Connecting with consumers has never been more challenging. However, are we doing everything we can to deeply connect on the rational and emotional benefits of our products?
In a recent book, Marketing Metaphoria: What Deep Metaphors Reveal about the Minds of Consumers, the authors Gerald Zaltman and Lindsay Zaltman, discuss seven of the most commonly used deep metaphors that companies use to deeply connect with consumers.
Below is an excerpt from an interview conducted with the authors:
Q: What are deep metaphors?
A: Deep metaphors are basic frames or orientations we have toward the world around us. They are "deep" because they are largely unconscious and universal. They are "metaphors" because they recast everything we think about, hear, say, and do. Because deep metaphors shape the way we engage the world, an understanding of them is necessary to explain why we think and act as we do.
While relatively few in number, much like core emotions, each deep metaphor may take many different forms. For example, balance may involve social, psychological, physical, and aesthetic themes. The small number of deep metaphors, each with many variations, and often working together, constitute a silent but rich and powerful language of thought and expression.
It is a language that marketers must learn to speak if they are to understand and connect meaningfully with their customers.
Q: What to your mind are a few effective marketing campaigns that have utilized knowledge of deep metaphors? What did they do that was unusual or insightful?

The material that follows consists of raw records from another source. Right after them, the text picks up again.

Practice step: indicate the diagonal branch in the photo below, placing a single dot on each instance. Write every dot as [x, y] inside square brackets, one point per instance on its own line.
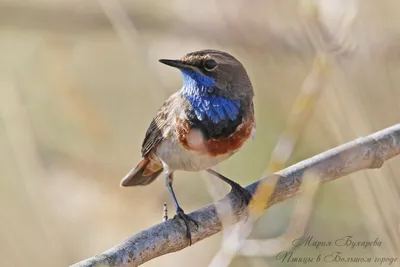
[169, 236]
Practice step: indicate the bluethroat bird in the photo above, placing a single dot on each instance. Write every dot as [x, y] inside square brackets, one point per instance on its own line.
[199, 126]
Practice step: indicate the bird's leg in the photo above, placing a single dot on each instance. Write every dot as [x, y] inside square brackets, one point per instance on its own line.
[179, 211]
[241, 192]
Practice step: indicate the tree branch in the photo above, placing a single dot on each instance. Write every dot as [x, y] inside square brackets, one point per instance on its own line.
[169, 236]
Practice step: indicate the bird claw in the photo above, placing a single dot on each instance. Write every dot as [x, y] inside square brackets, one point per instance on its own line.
[186, 219]
[243, 194]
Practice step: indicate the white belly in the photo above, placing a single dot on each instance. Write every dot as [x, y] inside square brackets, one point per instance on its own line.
[176, 157]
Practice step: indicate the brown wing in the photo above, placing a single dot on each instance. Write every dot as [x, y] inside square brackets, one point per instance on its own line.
[154, 134]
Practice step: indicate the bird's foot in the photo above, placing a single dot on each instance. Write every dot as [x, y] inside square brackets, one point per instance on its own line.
[186, 219]
[242, 193]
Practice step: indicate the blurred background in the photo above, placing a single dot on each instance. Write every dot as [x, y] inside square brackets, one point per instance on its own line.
[80, 83]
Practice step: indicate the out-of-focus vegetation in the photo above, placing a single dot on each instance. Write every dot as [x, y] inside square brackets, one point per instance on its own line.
[79, 84]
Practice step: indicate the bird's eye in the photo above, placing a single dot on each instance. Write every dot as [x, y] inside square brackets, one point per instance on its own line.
[210, 64]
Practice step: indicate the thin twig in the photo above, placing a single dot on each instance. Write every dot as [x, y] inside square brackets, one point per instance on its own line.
[169, 236]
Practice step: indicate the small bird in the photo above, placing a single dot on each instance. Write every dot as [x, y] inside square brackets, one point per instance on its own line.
[199, 126]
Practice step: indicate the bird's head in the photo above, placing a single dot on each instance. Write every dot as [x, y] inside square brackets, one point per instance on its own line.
[213, 72]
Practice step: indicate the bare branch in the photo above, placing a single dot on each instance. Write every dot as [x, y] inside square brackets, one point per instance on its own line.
[169, 236]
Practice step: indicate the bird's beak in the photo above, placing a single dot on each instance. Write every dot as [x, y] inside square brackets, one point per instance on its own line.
[175, 63]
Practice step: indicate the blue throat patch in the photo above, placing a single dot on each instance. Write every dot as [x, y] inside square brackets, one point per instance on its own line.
[199, 90]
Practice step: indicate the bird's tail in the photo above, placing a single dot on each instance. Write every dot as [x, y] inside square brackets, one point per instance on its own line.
[143, 174]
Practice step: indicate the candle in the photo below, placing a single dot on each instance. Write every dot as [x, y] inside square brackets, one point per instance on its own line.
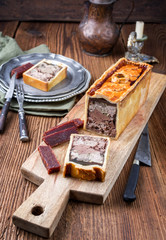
[139, 29]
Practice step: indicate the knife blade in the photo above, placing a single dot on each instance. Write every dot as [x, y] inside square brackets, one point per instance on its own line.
[6, 105]
[142, 155]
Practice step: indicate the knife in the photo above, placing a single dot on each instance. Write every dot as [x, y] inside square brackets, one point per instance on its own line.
[142, 156]
[6, 106]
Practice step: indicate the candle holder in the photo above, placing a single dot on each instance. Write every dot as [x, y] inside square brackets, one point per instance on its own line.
[135, 46]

A: Two classic campaigns come to mind. One is Coca-Cola's "I'd like to teach the world to sing," which invokes the deep metaphor of connection and the ability of the brand to bring diverse people together. It also engaged the deep metaphor of social balance by stressing with a music metaphor the concept of harmony.
A second campaign is the Michelin tire ad portraying the tire as a container—another deep metaphor—of safety for one's family, especially children. The last version of the ad, which ran for many years, showed a child positioned within a tire on a wet surface accompanied by several pairs of animals. This invoked imagery of Noah's Ark, one of the most famous containers of all time that withstood a major catastrophe.